Mais depuis, presque rien. Des militants déçus partout au pays. Bien sûr, M. Singh s’est fait élire le printemps dernier dans une élection partielle en Colombie-Britannique. Mais le parti avait déjà entrepris une puissante glissade vers le bas dans les sondages.

On lui a reproché son absence prolongée d’Ottawa, sa préparation approximative pour ses entrevues et son absence de sensibilité aux disparités régionales canadiennes. Les sondeurs prédisent maintenant l’anéantissement au Québec pour les néo-démocrates.

M. Singh est-il tout simplement incompétent ou l’électorat est-il mal disposé pour un chef qui affiche sa religion aussi ouvertement ?

Tombés d’abord dans l’indifférence face à la religion, les Québécois (beaucoup plus que les Canadiens anglais) exercent maintenant un zèle dans le rejet des dieux et de leurs diktats.

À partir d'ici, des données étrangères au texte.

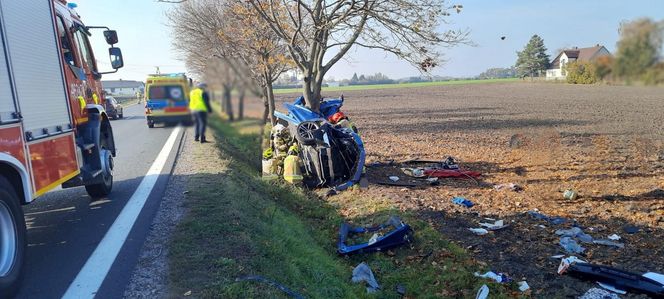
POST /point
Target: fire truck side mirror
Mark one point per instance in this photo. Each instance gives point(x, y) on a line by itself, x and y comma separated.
point(116, 57)
point(111, 37)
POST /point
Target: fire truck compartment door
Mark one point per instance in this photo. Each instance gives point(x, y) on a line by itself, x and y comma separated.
point(31, 41)
point(7, 103)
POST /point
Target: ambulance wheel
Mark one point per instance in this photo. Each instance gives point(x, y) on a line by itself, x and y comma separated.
point(13, 240)
point(104, 188)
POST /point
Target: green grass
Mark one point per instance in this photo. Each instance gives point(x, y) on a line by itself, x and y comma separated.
point(239, 225)
point(402, 85)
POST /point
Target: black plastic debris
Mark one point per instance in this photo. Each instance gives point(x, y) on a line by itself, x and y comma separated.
point(400, 234)
point(617, 278)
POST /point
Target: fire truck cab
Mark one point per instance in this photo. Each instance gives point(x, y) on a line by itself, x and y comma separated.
point(53, 127)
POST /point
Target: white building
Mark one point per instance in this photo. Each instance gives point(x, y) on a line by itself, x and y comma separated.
point(123, 88)
point(557, 70)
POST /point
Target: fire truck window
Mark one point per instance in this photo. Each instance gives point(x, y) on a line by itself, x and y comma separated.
point(84, 47)
point(67, 54)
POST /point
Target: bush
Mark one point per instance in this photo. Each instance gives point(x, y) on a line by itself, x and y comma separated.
point(654, 75)
point(581, 73)
point(603, 67)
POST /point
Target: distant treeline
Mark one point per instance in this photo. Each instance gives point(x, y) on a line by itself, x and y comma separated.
point(498, 72)
point(377, 78)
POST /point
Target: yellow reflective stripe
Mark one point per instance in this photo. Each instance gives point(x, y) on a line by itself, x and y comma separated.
point(196, 102)
point(56, 183)
point(82, 103)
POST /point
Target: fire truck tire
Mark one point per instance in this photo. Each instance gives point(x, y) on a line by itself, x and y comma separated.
point(13, 240)
point(104, 188)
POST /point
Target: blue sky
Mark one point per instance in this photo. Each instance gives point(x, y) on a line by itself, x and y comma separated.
point(146, 43)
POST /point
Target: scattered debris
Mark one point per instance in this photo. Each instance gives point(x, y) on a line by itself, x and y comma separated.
point(570, 245)
point(272, 283)
point(575, 232)
point(483, 292)
point(552, 220)
point(611, 288)
point(570, 194)
point(523, 286)
point(451, 173)
point(566, 262)
point(479, 231)
point(414, 172)
point(401, 234)
point(497, 277)
point(609, 243)
point(496, 225)
point(462, 201)
point(363, 273)
point(510, 186)
point(631, 229)
point(596, 293)
point(616, 278)
point(401, 290)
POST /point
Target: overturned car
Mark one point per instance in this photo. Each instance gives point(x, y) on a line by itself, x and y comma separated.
point(323, 148)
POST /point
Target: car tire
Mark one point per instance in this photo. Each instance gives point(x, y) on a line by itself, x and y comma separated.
point(12, 228)
point(306, 132)
point(103, 188)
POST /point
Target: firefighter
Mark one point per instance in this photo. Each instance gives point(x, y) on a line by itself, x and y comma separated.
point(199, 104)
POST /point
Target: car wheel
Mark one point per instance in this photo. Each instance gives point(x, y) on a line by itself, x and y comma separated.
point(104, 188)
point(307, 132)
point(12, 240)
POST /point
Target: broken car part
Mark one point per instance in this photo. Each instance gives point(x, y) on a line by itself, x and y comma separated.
point(399, 235)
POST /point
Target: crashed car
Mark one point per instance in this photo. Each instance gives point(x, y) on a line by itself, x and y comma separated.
point(331, 150)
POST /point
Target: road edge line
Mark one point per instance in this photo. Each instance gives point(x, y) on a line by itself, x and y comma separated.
point(96, 268)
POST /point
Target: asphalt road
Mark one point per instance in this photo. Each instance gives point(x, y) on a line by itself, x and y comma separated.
point(65, 226)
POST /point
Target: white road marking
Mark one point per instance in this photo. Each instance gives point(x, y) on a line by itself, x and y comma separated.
point(89, 279)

Ceux qui croient sont vus avec grande méfiance. Pourtant, la majorité d’entre nous au Québec sont les enfants (ou les petits-enfants) de croyants.

Je suis de la génération qui allait à la messe le dimanche. Lorsque ma grand-mère me reconduisait à notre bord de mer l’été, nous récitions le chapelet. Oui, le chapelet. Si vous voulez avoir l’air « smatte » à un dîner entre amis, demandez-leur combien de grains se trouvent sur un chapelet. Petit, j’avais l’impression qu’il y en avait des centaines.

Mes parents croyaient à un dieu, mais n’étaient pas en mission « biblique ». L’endoctrinement familial se résumait à aider et à aimer son prochain – dans une famille de six enfants, j’observerais qu’il s’agissait d’un enseignement sage. Je me rappelle que durant mon passage à Ottawa, des journalistes étaient fascinés par les pratiques religieuses de certains de mes collègues au cabinet. Un peu comme si fréquenter un lieu de culte disqualifiait une personne d’exercer son métier.

Singh contre Trudeau

Les contrastes entre M. Singh et Justin Trudeau sont nombreux et révélateurs. Contrairement à M. Trudeau, qui justifiait son manque de sensibilité pour le blackface par l’environnement ouaté dans lequel il a grandi, vous pouvez parier que M. Singh possède des antennes empathiques particulièrement sensibles. Les fanfaronnades vestimentaires de M. Trudeau – toutes calculées pour attirer l’attention – tranchent avec le turban que porte M. Singh, qui a plutôt provoqué railleries et violence. 

Pendant que M. Trudeau se cherchait une identité à partir de la mi-vingtaine, M. Singh n’avait pas beaucoup de temps pour les introspections. Avec la descente aux enfers de son père, il devait terminer ses études en droit tout en cumulant des emplois pour subvenir aux besoins de sa famille.

Les sondages l’ont confirmé : le turban de M. Singh dérange.

Je le regardais à Tout le monde en parle dimanche et m’en étonnais. Je ne voterais pas pour lui – plusieurs des politiques de son parti ne sont pas ma tasse de thé –, mais je suis fasciné par le fait qu’une colonie de gens intéressés par les idéaux de gauche lui préfèrent M. Trudeau.

* Michael M. Fortier est banquier et un ancien ministre conservateur dans le gouvernement fédéral.